The Lions’ success this season will help juniors like Montoya prepare for a larger leadership role next year, she said. And her coach agrees, noting that a regular challenge for sports teams is replacing veteran leadership.
But Summerfield thinks that the current team set a standard that the team next year will be eager to match.
“I believe that they’re going to want to do just as well or better than we did this year,” she said. “I definitely think that the new seniors have to step it up, and I know they’re going to do it because they know what it feels like to get to the Final Four, they know what it takes and I know they’re going to be up for the challenge.”
Part of that challenge will be to adapt to a new head coach.
While Summerfield will be a graduate assistant coach for Saint Leo, a permanent coach will be chosen to lead the team going forward.
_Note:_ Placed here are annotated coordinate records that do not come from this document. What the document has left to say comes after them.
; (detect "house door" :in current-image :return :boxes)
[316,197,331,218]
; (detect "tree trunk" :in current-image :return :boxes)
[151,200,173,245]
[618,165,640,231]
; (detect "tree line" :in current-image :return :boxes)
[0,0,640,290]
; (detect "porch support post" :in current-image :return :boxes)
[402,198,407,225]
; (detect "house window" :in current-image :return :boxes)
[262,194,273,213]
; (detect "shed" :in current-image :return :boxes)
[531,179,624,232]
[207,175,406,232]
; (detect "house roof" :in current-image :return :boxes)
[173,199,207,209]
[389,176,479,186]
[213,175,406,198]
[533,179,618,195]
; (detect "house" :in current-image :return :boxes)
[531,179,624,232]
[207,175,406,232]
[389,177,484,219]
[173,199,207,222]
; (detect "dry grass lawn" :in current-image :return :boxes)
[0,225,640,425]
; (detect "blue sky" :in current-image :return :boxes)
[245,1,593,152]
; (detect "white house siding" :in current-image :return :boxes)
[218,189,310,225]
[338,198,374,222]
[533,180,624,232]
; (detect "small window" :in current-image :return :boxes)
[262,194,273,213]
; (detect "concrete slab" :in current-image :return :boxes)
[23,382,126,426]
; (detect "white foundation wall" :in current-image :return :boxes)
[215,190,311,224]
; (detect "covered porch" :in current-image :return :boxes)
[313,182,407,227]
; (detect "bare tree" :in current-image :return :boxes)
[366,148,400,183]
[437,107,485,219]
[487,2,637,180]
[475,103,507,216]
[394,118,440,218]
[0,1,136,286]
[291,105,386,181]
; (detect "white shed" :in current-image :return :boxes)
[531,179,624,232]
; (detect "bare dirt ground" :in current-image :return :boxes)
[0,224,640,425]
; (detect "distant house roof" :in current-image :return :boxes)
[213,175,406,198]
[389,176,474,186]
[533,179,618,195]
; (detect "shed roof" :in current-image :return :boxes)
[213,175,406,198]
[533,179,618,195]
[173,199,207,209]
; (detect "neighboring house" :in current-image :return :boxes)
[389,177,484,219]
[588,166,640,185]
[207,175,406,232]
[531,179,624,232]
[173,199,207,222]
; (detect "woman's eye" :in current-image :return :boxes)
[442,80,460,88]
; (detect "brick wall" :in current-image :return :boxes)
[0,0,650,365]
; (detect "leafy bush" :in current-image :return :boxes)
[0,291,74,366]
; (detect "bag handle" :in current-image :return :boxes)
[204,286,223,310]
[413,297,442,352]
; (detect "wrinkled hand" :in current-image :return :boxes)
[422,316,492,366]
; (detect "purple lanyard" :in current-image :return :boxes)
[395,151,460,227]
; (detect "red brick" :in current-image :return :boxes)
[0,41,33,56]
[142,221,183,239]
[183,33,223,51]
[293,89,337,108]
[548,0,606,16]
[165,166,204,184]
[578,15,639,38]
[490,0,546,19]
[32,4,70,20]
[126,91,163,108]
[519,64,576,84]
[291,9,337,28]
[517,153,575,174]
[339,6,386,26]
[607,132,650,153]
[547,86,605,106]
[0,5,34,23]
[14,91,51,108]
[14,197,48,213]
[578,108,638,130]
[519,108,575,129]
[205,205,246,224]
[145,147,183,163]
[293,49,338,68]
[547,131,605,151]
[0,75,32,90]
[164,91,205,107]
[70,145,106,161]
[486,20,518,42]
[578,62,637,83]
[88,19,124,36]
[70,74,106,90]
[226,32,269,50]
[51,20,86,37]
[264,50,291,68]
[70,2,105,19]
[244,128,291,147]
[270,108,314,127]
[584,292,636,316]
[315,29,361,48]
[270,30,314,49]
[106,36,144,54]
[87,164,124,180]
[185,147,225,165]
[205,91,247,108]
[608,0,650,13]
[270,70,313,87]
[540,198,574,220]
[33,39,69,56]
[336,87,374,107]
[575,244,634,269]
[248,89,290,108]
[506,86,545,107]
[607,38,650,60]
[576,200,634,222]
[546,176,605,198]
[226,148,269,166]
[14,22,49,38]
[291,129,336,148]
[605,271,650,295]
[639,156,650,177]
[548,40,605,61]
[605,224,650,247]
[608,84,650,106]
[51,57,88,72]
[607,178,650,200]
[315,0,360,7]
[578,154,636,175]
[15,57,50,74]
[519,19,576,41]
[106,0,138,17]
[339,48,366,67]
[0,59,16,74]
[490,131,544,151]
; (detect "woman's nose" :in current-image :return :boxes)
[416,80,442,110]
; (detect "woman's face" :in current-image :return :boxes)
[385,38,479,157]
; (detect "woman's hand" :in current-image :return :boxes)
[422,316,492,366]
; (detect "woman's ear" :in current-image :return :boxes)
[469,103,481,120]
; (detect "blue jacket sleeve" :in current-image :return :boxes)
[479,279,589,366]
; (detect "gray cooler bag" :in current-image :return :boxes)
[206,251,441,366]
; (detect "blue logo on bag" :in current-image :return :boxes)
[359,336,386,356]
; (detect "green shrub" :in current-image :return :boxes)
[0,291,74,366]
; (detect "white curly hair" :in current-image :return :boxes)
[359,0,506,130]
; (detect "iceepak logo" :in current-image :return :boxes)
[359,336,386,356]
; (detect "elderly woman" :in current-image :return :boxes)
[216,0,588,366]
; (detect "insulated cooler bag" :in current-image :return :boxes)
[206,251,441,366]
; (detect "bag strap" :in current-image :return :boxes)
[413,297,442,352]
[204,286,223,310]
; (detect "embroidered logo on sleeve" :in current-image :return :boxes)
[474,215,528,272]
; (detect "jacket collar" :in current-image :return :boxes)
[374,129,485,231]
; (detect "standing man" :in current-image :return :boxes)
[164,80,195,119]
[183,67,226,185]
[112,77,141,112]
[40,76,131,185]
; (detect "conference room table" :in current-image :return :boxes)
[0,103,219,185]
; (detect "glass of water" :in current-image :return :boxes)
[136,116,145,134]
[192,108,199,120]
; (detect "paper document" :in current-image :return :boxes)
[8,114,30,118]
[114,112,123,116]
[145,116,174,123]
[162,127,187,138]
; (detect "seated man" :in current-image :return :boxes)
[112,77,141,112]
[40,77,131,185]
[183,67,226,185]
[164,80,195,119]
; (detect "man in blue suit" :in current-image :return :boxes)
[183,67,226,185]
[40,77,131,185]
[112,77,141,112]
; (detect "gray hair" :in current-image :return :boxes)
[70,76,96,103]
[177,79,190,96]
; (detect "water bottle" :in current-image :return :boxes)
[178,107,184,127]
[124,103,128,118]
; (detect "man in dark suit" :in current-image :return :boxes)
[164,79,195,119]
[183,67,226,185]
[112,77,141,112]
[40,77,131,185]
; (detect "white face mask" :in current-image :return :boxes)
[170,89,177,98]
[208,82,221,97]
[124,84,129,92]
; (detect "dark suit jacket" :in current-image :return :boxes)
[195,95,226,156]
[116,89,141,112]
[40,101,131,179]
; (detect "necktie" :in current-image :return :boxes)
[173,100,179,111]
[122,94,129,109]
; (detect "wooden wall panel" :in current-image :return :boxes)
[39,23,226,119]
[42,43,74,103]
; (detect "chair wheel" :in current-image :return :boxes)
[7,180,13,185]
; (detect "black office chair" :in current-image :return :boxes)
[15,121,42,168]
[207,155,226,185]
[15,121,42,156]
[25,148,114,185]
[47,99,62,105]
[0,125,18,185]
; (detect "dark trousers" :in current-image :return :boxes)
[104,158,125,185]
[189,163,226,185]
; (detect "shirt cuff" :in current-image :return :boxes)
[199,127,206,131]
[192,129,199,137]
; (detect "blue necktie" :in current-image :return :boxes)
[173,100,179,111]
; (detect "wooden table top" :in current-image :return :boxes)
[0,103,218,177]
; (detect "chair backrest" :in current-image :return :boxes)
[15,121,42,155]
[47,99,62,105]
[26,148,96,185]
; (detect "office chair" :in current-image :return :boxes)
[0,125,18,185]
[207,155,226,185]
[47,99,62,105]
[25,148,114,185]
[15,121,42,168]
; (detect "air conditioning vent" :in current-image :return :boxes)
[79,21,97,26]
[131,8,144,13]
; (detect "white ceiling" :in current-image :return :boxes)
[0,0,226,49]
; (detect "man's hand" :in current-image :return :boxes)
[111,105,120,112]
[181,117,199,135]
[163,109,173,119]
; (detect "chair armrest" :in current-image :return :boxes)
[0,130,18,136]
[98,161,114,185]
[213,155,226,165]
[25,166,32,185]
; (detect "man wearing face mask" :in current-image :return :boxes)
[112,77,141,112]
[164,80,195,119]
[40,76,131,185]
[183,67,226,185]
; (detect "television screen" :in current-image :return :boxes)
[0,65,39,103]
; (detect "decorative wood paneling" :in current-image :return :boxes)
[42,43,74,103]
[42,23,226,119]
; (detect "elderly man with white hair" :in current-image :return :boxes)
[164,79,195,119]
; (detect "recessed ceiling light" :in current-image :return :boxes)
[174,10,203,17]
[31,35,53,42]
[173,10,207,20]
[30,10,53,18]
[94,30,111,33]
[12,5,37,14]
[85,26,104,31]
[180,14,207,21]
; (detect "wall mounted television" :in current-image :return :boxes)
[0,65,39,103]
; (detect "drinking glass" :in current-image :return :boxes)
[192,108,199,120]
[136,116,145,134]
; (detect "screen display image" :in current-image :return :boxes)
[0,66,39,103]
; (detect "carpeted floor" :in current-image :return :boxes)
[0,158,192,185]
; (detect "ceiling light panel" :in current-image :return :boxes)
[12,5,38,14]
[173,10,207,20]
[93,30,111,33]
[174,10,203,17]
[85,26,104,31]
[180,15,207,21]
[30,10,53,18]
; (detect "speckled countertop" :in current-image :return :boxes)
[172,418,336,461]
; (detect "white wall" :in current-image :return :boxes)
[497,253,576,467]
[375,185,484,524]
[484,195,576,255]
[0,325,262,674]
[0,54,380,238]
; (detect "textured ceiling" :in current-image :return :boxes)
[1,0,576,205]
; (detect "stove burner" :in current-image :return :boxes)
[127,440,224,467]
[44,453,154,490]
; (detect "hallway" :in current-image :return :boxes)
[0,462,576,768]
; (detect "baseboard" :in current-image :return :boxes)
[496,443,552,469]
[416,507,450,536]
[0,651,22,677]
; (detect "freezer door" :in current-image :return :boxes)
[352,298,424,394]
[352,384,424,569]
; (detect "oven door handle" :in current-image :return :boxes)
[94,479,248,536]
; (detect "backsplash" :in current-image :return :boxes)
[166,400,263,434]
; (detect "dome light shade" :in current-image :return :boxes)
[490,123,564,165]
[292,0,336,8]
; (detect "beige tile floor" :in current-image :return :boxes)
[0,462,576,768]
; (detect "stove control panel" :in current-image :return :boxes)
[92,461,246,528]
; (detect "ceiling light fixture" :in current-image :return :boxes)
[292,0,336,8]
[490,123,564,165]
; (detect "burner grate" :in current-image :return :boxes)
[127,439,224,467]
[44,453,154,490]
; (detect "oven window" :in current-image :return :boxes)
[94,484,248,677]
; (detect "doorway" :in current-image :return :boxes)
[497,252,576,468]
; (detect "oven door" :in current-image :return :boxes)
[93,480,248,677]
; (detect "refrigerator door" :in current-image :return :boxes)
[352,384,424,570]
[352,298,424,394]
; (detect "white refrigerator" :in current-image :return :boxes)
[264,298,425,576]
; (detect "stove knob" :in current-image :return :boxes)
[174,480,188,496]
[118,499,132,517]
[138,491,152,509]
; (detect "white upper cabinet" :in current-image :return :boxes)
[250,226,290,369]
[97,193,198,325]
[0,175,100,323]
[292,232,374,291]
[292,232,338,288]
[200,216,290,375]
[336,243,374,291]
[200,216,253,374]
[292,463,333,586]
Summerfield said she had a great experience as head coach, and believes taking a team to the Final Four will serve as a nice highlight on her coaching resume.
She plans to pursue head coaching opportunities in the future.
The run to the Final Four also will remain a highlight of Saint Leo’s tennis resume. While Montoya said she’s already starting her training program for next season and believes the team can improve its fitness to be better prepared for grueling matches, she acknowledges the accomplishment that puts this year’s women’s tennis team in the school’s record books, and the work that went into attaining that success.
“It’s amazing because we’ve been playing and training for that goal,” she said. “We’re ranked No. 3 now and that’s amazing. That’s the first time we’ve been ranked that high.